Rahman Abir Abrar, Toki Tahmid Md, Saifur Rahman M
Department of Computer Science and Engineering, Bangladesh University of Engineering and Technology, Dhaka-1000, Bangladesh.
Brief Bioinform. 2025 Jul 2;26(4). doi: 10.1093/bib/bbaf441.
The subcellular localization of messenger RNAs (mRNAs) plays a crucial role in gene regulation, ensuring precise spatial and temporal control of protein synthesis. Traditional computational approaches for mRNA localization have primarily relied on single-label classification models, which fail to capture the inherent multi-label nature of mRNA localization. Recent advancements have introduced deep learning-based multi-label prediction frameworks; however, existing methods often lack an effective way to model the relationships between multiple localizations. In this paper, we propose Localization with Supervised Contrastive Learning (LOCAS), a novel approach for multi-label mRNA subcellular localization prediction. LOCAS integrates an RNA language model (RiNALMo) to generate high-quality sequence embeddings and employs supervised contrastive learning (SCL) to refine the embedding space, ensuring biologically meaningful clustering of RNA sequences. To handle overlapping labels, we introduce an overlap-threshold-based similarity measure during contrastive training. Finally, we leverage an ML-Decoder, which utilizes a cross-attention mechanism to enhance multi-label classification performance. We evaluate LOCAS on two benchmark datasets, RNALocate and RNALocate V2.0, demonstrating state-of-the-art performance across all evaluation metrics.

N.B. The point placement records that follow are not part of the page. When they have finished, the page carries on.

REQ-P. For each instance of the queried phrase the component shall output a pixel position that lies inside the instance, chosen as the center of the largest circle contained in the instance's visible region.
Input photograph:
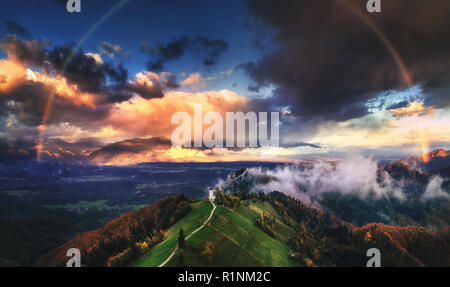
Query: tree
(181, 239)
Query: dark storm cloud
(167, 81)
(12, 27)
(402, 104)
(28, 52)
(328, 62)
(299, 144)
(112, 50)
(28, 100)
(165, 53)
(210, 51)
(84, 71)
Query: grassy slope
(236, 239)
(189, 223)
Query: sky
(345, 81)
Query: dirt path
(211, 199)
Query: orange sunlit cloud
(412, 109)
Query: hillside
(253, 230)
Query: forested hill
(241, 231)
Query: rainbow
(48, 106)
(390, 47)
(387, 43)
(425, 148)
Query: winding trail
(211, 199)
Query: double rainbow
(387, 43)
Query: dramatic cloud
(353, 175)
(15, 28)
(210, 51)
(111, 50)
(329, 65)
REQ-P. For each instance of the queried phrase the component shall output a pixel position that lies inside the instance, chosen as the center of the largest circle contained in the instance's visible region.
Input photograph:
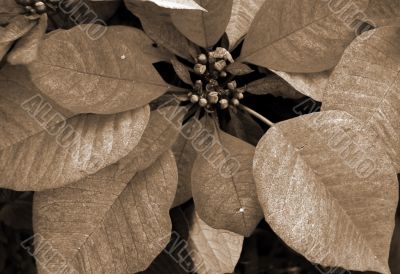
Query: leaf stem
(257, 115)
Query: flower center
(215, 87)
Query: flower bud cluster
(33, 6)
(213, 89)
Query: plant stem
(257, 115)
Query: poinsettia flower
(107, 170)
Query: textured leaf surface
(176, 4)
(383, 12)
(27, 48)
(185, 155)
(111, 74)
(243, 12)
(274, 85)
(103, 227)
(214, 251)
(204, 28)
(328, 190)
(298, 35)
(157, 138)
(309, 84)
(157, 24)
(224, 193)
(41, 149)
(367, 85)
(9, 9)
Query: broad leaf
(242, 126)
(111, 74)
(41, 148)
(98, 227)
(181, 71)
(27, 48)
(243, 12)
(366, 84)
(157, 24)
(159, 135)
(222, 183)
(328, 190)
(204, 28)
(309, 84)
(300, 35)
(185, 155)
(213, 251)
(274, 85)
(176, 4)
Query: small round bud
(211, 59)
(200, 69)
(202, 58)
(29, 9)
(223, 103)
(232, 85)
(220, 65)
(235, 102)
(212, 97)
(194, 99)
(198, 85)
(203, 102)
(40, 7)
(239, 96)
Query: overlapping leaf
(157, 24)
(204, 28)
(300, 35)
(328, 190)
(222, 183)
(213, 251)
(41, 147)
(366, 83)
(159, 135)
(27, 48)
(109, 74)
(243, 12)
(309, 84)
(185, 155)
(103, 227)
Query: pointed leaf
(98, 227)
(213, 251)
(9, 9)
(157, 138)
(309, 84)
(182, 71)
(238, 68)
(204, 28)
(328, 190)
(243, 12)
(27, 48)
(366, 84)
(300, 35)
(41, 148)
(223, 186)
(157, 24)
(274, 85)
(185, 155)
(111, 74)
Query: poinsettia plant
(111, 131)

Extensive ablation studies validate the effectiveness of our approach, highlighting the contributions of contrastive learning and ML-decoder in improving multi-label classification. Our results suggest that integrating RNA sequence representation learning with SCL offers a powerful and scalable solution for mRNA localization prediction.
信使核糖核酸(mRNA)的亚细胞定位在基因调控中起着关键作用,可确保蛋白质合成在空间和时间上得到精确控制。传统的mRNA定位计算方法主要依赖单标签分类模型,无法捕捉mRNA定位固有的多标签性质。最近的进展引入了基于深度学习的多标签预测框架;然而,现有方法往往缺乏对多个定位之间关系进行建模的有效方式。在本文中,我们提出了基于监督对比学习的定位方法(LOCAS),这是一种用于多标签mRNA亚细胞定位预测的新方法。LOCAS整合了一个RNA语言模型(RiNALMo)以生成高质量的序列嵌入,并采用监督对比学习(SCL)来优化嵌入空间,确保RNA序列在生物学上有意义的聚类。为了处理重叠标签,我们在对比训练期间引入了基于重叠阈值的相似性度量。最后,我们利用一个ML解码器,它使用交叉注意力机制来提高多标签分类性能。我们在两个基准数据集RNALocate和RNALocate V2.0上评估了LOCAS,在所有评估指标上均展示了领先的性能。广泛的消融研究验证了我们方法的有效性,突出了对比学习和ML解码器在改进多标签分类方面的贡献。我们的结果表明,将RNA序列表示学习与SCL相结合为mRNA定位预测提供了一个强大且可扩展的解决方案。